À cette occasion, les Pentagoëts acceptèrent les présents que Brouillan était en mesure de leur offrir.

« C’est ainsi que me l’a rapporté le sieur de Saint-Castin qui a résolu de demander qu’on lui accorde la concession de quelque terre qui n’est point concédée sur la rivière de la pointe au Haître. Je ne crois point que cela soit contraire aux intérêts de Sa Majesté, ayant envie d’établir une pêche de morue dans ce voisinage et d’employer même des sauvages à cet usage s’il se peut » 15.

Ainsi Brouillan songeait-il à s’attacher les sauvages par des mesures d’ordre pratique, ne se contentant ni de menaces ni de phrases creuses. Ce n’était pas sans besoin. Les Anglais, eux, savaient s’y prendre. Si l’on en croit Brouillan, ils vendaient la marchandise à perte, dans leurs magasins de la Pentagoët établis depuis la conclusion de la paix.


Vers la fin de 1701, le baron passait en France. À la cour, on comprit le rôle qu’il avait joué chez les Abénaquis et on lui reconnut enfin tout le mérite qu’il avait en réalité.

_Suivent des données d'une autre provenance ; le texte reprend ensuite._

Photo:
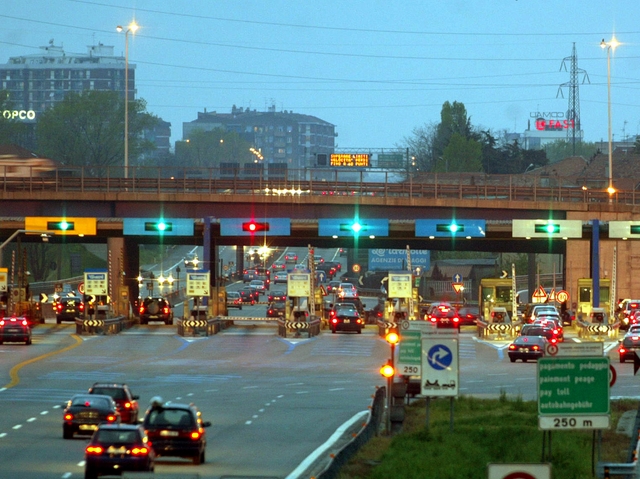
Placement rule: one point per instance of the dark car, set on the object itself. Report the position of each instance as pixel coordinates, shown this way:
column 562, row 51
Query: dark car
column 276, row 309
column 85, row 412
column 176, row 430
column 248, row 295
column 527, row 347
column 15, row 330
column 629, row 344
column 155, row 309
column 126, row 401
column 468, row 315
column 234, row 300
column 346, row 319
column 444, row 316
column 115, row 448
column 68, row 309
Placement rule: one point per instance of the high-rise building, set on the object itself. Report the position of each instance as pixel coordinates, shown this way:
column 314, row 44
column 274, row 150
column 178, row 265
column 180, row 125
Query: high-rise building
column 280, row 136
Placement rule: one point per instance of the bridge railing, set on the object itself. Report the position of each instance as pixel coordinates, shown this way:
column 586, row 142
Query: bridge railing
column 296, row 183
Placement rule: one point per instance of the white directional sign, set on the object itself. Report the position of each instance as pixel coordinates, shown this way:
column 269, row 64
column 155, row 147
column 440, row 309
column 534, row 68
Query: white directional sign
column 440, row 371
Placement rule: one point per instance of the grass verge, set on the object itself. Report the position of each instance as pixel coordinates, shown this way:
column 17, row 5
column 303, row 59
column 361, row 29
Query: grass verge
column 501, row 430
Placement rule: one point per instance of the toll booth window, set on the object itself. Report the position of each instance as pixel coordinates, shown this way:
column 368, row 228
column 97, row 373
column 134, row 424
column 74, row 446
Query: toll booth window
column 584, row 295
column 503, row 294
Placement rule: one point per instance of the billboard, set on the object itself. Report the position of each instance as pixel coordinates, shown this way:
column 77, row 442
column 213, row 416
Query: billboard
column 396, row 259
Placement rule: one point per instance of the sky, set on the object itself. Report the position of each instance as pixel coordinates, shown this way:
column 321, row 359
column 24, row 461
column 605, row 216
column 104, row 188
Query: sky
column 376, row 69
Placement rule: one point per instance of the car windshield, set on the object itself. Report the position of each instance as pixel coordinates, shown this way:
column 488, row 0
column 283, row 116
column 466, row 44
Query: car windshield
column 114, row 436
column 170, row 417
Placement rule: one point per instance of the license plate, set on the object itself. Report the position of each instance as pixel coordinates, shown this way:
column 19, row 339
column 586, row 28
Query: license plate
column 116, row 450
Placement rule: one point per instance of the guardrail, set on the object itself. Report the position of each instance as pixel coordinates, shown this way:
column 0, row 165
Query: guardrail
column 296, row 183
column 102, row 325
column 311, row 327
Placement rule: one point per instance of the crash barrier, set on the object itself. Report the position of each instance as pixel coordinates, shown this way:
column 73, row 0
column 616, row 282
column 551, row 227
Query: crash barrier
column 102, row 325
column 199, row 327
column 597, row 330
column 496, row 330
column 311, row 327
column 385, row 327
column 329, row 458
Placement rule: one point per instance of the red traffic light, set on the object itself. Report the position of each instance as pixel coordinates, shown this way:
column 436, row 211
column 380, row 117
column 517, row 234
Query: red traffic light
column 254, row 226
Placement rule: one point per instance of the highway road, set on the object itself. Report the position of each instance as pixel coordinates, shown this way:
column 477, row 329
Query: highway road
column 272, row 401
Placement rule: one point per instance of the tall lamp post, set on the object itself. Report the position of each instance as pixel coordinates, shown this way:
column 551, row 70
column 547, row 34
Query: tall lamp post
column 610, row 46
column 133, row 27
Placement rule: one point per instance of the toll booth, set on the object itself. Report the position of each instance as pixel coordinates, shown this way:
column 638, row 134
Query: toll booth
column 585, row 296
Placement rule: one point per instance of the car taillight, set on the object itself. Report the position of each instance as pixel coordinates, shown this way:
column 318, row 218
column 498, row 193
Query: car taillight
column 139, row 451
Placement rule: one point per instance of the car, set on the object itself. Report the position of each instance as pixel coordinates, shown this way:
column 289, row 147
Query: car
column 544, row 331
column 627, row 314
column 468, row 315
column 346, row 319
column 629, row 345
column 126, row 401
column 443, row 315
column 68, row 308
column 83, row 413
column 333, row 287
column 176, row 430
column 15, row 329
column 277, row 295
column 280, row 277
column 115, row 448
column 259, row 286
column 278, row 266
column 527, row 347
column 155, row 309
column 234, row 300
column 276, row 309
column 248, row 295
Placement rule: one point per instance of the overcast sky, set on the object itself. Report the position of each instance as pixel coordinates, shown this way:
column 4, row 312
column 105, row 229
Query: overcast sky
column 376, row 69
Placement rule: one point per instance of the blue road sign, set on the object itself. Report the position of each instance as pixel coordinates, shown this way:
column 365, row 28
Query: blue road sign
column 440, row 357
column 267, row 227
column 451, row 228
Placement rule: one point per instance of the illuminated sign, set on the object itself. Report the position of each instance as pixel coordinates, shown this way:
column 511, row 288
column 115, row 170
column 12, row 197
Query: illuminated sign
column 19, row 114
column 547, row 125
column 349, row 159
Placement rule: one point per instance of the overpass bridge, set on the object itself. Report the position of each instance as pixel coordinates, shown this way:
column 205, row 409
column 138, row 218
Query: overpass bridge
column 496, row 199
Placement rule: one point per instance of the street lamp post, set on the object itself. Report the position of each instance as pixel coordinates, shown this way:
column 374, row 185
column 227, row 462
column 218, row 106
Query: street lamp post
column 131, row 28
column 610, row 45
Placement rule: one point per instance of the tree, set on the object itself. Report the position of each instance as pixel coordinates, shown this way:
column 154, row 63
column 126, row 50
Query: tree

Nous avons vu que Saint-Castin, officier subalterne de l’armée française, s’était établi chez les Pentagoëts pour obéir à la consigne de Frontenac qui voulait au moins réserver l’avenir dont la France se préoccupait si peu. Il avait constaté qu’il ne pourrait être utile à la France s’il se cantonnait dans l’emploi de « capitaine des sauvages », comme on disait, c’est-à-dire d’officier étranger en marge de la vie des sauvages, uniquement occupé à les exciter et les conduire à la guerre. Les indigènes ne l’auraient pas souffert, étant d’une indépendance farouche, surtout les Pentagoëts qui avaient même refusé de se plier à la domination du roi Philippe à l’instar des autres tribus de l’Atlantique 16. L’aurait-il désiré, du reste, qu’il en aurait été bien empêché. Comment aurait-il vécu ? La France l’oubliait, comme elle oubliait l’Acadie, de 1671 à 1684. Frontenac lui-même se rappelait-il l’officier chargé de mission chez les Abénaquis ? Rentrée à Port-Royal, la France n’accordait que des secours dérisoires. Jean-Vincent n’avait rien à attendre d’elle. D’autre part, il n’était pas de ces aventuriers qui écumaient la malheureuse province.